October 1, 2012 6 comments

Dynamics CRM sold under EA or on a credit card in the cloud.  Dynamics AX sold under EA.  GP and NAV in the cloud.  Software margins declining.  Plague, locusts and riot abound.  Oh, mercy me, what is the Dynamics reseller to do?

No idea.  Or rather to many.  But to me this looks suspiciously like an opportunity for VAR 2.0.

VAR 1.0 had an easy job.  For the most part, we sold high margin software to clients fed by occasional leads from MS; massive interest from clients forced by programmatic (Y2K anyone?) issues or platform changes (Side of web services with that client/server, sir?); and depended on very expensive staff to deliver software training and cutover services that we hoped solved core business problems.  However, we mostly focused on getting the system up within scoped budget and time.

Put another way, we sold a disk to run an application on a machine.  Then we sent some people out to set it up.

Machine.  Disk. People.  Machine.  Disk. People.  Machine. Disk. People.  Repeat until profitable.

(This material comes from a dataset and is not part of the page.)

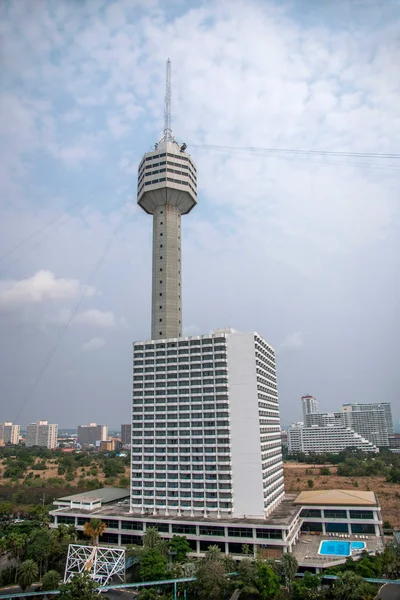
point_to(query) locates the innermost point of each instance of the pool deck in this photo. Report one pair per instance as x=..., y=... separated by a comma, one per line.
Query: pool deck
x=306, y=550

VAR 2.0 has to approach this differently.  The machine is gone – the cloud takes care of that.  The disk is gone – the license gets rented.  What’s left?

People.

That’s right, the most expensive, time consuming, annoying, unpredictable and intractable part of your business is what you’ll have left.  The good news, however, is that with the shiny machine and magical disk gone, you can use your people to focus on what’s most important to the success of your business.

The success of your client.

Scary, no?

Screw that, its not scary.  It’s a hoot, a holler and a joy.  By removing software margin from the occasion we also remove a host of un-natural acts designed solely to drive software sales and not to drive customer success. Now, we can serve the client by giving them better systems to run their businesses faster, more productively and with less cost so they in turn can serve their clients even better. 

With machine and disk out of the way, VAR 2.0 can focus on running a deal cycle where the majority of the customers spend is on solving business problems through the proper definition of the business issues, development of rational and productive solutions to said issues, and deployment of same using the tools at hand.   No machine. No disk.  Just people solving problems.

I’ve been thinking a lot about this lately so expect alot more on it here.